Grass or Gummy Worms?

Cattle operators are offering a smorgasbord of sugary treats to cope with the rising cost of corn. The market for alternative food blends is skyrocketing, according to this recent Reuters news article.
In the mix are cookies, gummy worms, marshmallows, fruit loops, orange peels, even dried cranberries. Cattlemen are feeding virtually anything they can get their hands on that will replace the starchy sugar content traditionally delivered to the animals through corn.
Are cows meant to eat breakfast cereals? Or high fructose corn syrup confections? What about corn itself? Cows are ruminants. Their four stomachs are naturally pH neutral. A corn-based (or gummy-worm-based) diet creates an acidic environment that invariably leads to a host of health problems including bloat, diarrhea, ulcers, liver disease, and overall weakened immune system. To combat these illnesses, cattle are given antibiotics. And lots of them. Eighty percent of antibiotics used in this country are used for animal feed.

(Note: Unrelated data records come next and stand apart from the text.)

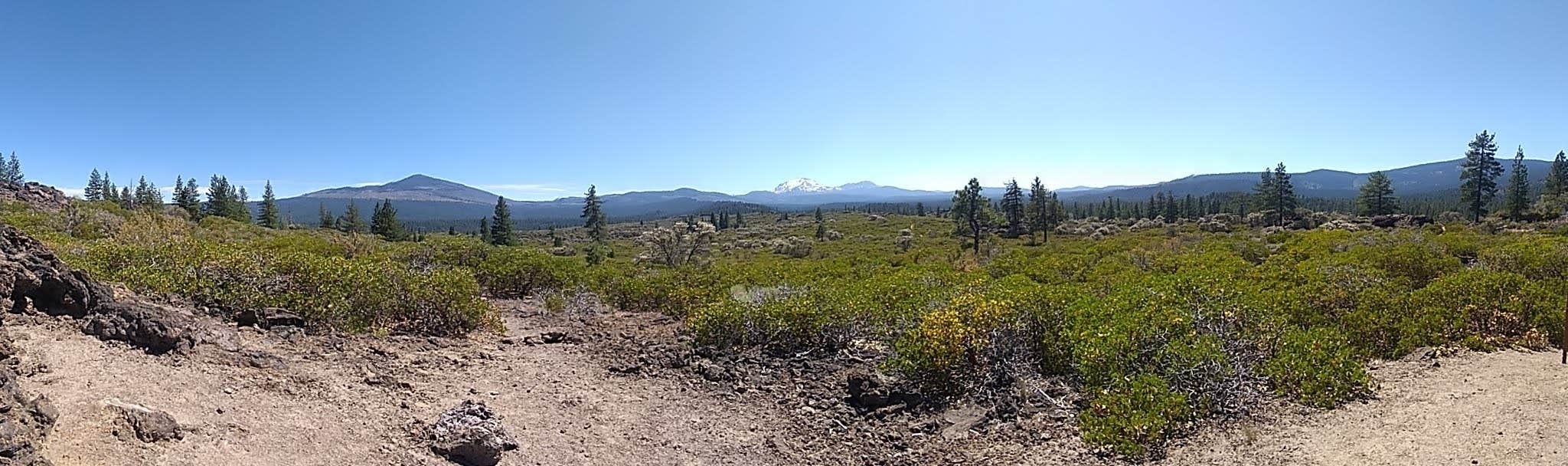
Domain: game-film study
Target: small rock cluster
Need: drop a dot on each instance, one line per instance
(471, 435)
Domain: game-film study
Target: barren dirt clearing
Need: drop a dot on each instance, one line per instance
(356, 401)
(1476, 409)
(353, 402)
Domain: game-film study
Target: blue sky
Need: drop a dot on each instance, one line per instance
(541, 99)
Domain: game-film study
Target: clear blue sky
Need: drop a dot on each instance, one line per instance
(541, 99)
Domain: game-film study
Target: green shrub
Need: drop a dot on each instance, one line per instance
(523, 271)
(1499, 308)
(1132, 415)
(1318, 368)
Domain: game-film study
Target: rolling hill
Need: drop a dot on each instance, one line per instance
(430, 200)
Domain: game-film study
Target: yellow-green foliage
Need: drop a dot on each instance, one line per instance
(1132, 415)
(1318, 368)
(1156, 325)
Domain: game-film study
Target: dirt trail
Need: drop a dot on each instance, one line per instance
(1478, 409)
(354, 401)
(332, 401)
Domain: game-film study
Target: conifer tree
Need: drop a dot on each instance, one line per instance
(269, 217)
(351, 222)
(969, 212)
(1040, 212)
(11, 172)
(218, 198)
(1014, 208)
(126, 198)
(501, 223)
(94, 190)
(1377, 196)
(191, 198)
(148, 196)
(1263, 193)
(822, 225)
(110, 192)
(1557, 176)
(325, 218)
(1479, 173)
(384, 223)
(1518, 193)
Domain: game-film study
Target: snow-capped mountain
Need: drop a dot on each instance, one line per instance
(802, 185)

Cows raised on grass, however, are far less likely to encounter health problems. According to an article by author Michael Pollan:
Although the modern cattle industry all but ignores it, the reciprocal relationship between cows and grass is one of nature’s underappreciated wonders. For the grasses, the cow maintains their habitat by preventing trees and shrubs from gaining a foothold; the animal also spreads grass seed, planting it with its hoofs and fertilizing it. In exchange for these services, the grasses offer the ruminants a plentiful, exclusive meal. For cows, sheep and other grazers have the unique ability to convert grass—which single-stomached creatures like us can’t digest—into high-quality protein. They can do this because they possess a rumen, a 45-gallon fermentation tank in which a resident population of bacteria turns grass into metabolically useful organic acids and protein.
Grass or gummy worms? Grass, please.